With the pharmaceutical logistics market forecast to grow 7.6% per year, UPS will be well positioned to accommodate the expansion.
The transportation firm already provides freight services for German drug maker Merck (MRK), and in the past year has invested in five new pharmaceutical processing facilities, with further deals expected. That leaves UPS well positioned for traffic for the pharmaceutical logistics market, which is forecast to grow by 7.6% per year in the near-term.
Pharmaceuticals growth easily outpaces electronics
The hugely popular cholesterol drug Lipitor, produced by Pfizer, is widely credited as being the world's top-selling pharmaceutical brand, having notched up 2008 sales of $12.4 billion. Following the expiry of its patent protection last month, however, generic versions produced in Asia are fast making their way to U.S. drugstores, which in turn fuels demand for new and highly specialized logistics channels.
A recent study by research firm Transport Intelligence predicted that pharmaceutical air freight will grow by 12% over the coming five years, compared to just 4% for electronics cargo.
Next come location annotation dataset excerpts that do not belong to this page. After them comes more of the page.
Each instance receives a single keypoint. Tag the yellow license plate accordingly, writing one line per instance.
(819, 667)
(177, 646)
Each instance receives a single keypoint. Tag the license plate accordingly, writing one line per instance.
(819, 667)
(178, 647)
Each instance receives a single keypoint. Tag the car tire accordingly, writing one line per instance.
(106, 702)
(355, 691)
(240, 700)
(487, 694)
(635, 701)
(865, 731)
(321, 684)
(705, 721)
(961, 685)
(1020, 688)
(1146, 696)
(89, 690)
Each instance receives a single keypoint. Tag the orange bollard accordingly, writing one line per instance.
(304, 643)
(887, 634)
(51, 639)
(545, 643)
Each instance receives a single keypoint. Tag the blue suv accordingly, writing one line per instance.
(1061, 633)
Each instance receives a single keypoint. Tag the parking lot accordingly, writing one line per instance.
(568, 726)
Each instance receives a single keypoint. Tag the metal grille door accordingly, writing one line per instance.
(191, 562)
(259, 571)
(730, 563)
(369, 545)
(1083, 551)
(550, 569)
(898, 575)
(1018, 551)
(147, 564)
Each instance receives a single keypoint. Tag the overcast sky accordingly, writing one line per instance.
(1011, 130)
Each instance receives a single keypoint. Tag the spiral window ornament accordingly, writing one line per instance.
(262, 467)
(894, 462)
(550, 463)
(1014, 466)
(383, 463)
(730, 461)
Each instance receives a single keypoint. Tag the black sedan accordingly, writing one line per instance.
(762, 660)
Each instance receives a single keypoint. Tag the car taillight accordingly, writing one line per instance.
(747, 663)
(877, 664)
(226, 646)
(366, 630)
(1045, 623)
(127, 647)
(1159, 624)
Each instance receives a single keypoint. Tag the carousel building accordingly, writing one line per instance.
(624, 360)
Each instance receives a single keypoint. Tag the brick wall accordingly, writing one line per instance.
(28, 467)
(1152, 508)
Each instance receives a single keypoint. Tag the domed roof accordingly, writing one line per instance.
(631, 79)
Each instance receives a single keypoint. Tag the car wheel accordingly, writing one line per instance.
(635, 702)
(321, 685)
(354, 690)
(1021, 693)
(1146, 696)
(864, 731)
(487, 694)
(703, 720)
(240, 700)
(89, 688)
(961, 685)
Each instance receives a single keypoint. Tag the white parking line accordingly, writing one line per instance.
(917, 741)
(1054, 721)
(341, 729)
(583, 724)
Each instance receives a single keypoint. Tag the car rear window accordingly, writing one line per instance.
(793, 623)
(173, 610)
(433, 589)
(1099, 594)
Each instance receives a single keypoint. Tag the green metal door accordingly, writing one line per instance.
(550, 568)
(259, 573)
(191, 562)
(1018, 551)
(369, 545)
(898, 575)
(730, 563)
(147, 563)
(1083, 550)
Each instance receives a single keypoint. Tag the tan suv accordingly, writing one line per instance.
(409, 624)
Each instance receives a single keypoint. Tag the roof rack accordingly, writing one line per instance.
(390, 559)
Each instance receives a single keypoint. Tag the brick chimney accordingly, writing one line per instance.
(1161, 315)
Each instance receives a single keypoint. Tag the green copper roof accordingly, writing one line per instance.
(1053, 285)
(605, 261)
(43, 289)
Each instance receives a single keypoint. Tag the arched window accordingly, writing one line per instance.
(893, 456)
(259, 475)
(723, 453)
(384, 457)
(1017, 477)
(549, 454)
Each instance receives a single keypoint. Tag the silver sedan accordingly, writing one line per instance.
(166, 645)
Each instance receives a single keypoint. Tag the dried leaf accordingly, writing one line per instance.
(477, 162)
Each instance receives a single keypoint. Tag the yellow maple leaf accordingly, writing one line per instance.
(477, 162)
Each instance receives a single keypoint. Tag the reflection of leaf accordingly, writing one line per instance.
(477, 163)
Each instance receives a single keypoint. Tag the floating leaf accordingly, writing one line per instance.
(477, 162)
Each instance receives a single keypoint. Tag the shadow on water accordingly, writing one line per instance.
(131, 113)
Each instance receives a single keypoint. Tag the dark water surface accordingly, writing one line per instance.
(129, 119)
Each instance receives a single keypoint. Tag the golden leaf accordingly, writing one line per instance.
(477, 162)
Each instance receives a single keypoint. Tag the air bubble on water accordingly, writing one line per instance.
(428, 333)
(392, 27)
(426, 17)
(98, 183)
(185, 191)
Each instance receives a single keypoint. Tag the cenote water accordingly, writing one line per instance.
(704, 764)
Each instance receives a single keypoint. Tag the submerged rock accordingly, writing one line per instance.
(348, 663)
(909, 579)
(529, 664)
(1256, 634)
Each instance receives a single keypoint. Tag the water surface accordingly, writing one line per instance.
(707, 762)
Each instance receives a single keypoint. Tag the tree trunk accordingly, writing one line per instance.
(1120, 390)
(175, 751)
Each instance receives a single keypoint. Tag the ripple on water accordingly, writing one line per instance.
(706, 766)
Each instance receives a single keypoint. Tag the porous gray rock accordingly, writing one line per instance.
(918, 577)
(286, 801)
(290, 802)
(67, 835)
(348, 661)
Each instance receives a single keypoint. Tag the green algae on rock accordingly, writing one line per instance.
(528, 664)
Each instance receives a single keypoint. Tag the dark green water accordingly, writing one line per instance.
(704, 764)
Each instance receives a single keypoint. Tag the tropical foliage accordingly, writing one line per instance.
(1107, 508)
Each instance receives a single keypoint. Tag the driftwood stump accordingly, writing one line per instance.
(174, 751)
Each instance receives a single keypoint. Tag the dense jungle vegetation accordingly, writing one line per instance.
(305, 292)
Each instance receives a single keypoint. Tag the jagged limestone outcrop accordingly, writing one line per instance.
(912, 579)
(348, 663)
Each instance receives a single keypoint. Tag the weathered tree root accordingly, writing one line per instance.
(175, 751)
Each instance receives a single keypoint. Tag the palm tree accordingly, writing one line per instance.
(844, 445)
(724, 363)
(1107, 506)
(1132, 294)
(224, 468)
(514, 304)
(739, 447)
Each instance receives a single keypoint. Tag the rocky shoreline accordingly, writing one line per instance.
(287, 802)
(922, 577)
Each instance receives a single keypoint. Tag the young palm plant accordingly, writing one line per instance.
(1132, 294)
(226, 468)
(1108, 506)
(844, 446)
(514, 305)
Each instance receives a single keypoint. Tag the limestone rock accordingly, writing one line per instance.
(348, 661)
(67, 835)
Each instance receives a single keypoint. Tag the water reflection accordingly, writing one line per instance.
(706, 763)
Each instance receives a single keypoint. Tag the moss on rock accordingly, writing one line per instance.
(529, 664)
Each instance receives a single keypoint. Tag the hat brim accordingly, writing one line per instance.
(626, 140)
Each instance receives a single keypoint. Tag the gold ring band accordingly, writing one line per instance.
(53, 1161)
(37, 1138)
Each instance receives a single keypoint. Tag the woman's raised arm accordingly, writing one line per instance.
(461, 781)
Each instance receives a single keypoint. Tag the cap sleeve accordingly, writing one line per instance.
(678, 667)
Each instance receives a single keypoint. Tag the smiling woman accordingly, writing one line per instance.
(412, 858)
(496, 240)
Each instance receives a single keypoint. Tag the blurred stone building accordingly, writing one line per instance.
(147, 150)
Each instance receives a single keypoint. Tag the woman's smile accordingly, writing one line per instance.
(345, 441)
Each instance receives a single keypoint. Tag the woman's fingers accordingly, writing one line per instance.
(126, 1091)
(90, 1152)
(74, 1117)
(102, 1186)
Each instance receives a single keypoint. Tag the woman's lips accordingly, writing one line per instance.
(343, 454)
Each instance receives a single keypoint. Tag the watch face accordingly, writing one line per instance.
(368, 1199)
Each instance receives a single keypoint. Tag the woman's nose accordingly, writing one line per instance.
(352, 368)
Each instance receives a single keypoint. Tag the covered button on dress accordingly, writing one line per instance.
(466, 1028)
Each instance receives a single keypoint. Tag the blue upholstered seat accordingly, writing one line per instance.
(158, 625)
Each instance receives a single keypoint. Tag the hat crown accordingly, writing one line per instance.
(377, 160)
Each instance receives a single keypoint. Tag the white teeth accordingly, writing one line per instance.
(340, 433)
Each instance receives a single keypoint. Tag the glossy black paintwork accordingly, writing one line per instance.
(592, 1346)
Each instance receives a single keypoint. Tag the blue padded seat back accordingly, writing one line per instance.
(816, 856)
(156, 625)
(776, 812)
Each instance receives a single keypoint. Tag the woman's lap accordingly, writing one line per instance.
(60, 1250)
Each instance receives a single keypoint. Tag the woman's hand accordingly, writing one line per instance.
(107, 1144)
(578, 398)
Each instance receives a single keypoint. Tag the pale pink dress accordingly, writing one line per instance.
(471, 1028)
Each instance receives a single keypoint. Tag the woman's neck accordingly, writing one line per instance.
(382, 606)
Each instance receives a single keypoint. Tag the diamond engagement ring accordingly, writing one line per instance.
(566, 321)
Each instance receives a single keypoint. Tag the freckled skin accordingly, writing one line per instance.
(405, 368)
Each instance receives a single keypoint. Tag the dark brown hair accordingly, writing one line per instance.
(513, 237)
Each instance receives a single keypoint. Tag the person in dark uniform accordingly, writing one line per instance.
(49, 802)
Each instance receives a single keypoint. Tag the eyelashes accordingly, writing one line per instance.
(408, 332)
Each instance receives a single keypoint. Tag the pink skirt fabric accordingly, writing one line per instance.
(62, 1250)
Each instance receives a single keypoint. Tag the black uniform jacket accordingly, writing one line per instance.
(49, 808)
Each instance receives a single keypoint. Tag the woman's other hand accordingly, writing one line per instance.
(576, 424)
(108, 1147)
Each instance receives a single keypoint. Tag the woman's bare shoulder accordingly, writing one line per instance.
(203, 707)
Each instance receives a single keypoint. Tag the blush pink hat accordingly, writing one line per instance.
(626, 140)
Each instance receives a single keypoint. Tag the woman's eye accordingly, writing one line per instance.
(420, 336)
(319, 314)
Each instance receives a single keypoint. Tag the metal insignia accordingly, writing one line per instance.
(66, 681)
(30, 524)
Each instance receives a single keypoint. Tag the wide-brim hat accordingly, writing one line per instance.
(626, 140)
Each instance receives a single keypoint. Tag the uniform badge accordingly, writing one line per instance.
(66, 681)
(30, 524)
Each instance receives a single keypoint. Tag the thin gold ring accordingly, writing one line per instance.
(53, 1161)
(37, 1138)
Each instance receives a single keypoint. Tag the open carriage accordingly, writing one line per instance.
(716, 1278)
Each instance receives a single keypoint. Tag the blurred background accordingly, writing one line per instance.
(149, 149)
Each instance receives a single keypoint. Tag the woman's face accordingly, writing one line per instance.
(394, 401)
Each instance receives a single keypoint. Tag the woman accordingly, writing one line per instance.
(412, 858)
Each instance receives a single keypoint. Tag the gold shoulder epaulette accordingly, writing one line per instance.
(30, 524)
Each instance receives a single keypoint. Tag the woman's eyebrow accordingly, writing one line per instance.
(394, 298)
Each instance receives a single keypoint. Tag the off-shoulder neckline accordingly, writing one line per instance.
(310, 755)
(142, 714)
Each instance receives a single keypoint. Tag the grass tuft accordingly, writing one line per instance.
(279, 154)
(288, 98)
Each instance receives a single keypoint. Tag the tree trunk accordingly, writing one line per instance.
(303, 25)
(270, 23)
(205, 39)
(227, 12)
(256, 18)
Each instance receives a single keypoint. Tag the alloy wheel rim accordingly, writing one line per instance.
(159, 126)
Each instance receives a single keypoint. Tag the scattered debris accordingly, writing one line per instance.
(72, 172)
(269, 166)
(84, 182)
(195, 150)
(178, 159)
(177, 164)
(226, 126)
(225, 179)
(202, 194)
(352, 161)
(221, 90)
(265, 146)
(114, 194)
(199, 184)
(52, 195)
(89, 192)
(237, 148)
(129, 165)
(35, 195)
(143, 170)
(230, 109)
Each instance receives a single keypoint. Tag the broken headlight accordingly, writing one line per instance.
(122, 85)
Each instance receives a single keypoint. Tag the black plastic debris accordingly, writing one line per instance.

With emerging markets in India and China driving much of this growth, UPS has reacted by opening five dedicated pharmaceutical processing facilities around the globe in 2011. According to Bloomberg, the firm is on the cusp of announcing further Asian logistics deals within a month.
The chart below shows how we expect total shipments of UPS freight to continue their up-trend throughout the Trefis forecast period, rising from 10.9 million Less than Truckload (LTL) shipments this year to 13.7 million by 2018. Less than Truckload shipments weigh between 100 and 15,000 pounds. Given UPS' expanding logistics network, we believe that pharmaceutical air freight could be a significant contributor to this rapid growth.
High-value cargo boosts yields
One of the main appeals of the sector is the high value of pharmaceutical goods relative to weight, with individual containers frequently containing more than $30 million worth of drugs. Focus on transporting higher value goods contributes to our forecast that LTL yields will continue rising over the coming years -- up from 21 cents per unit this year to 26 cents in 2018.
The combined effect of burgeoning demand and high yields is sure to attract competition in the sector, with competitors such as Lufthansa Cargo and FedEx (FDX) also investing heavily in logistics. However, transporting healthcare products requires bespoke capabilities such as temperature-sensitive handling, regulatory compliance and advanced security. These barriers to entry will make established logistics firms all the more attractive to Asian suppliers, and should allow UPS to expand its freight division well beyond the less than 1% it currently contributes to the stock price.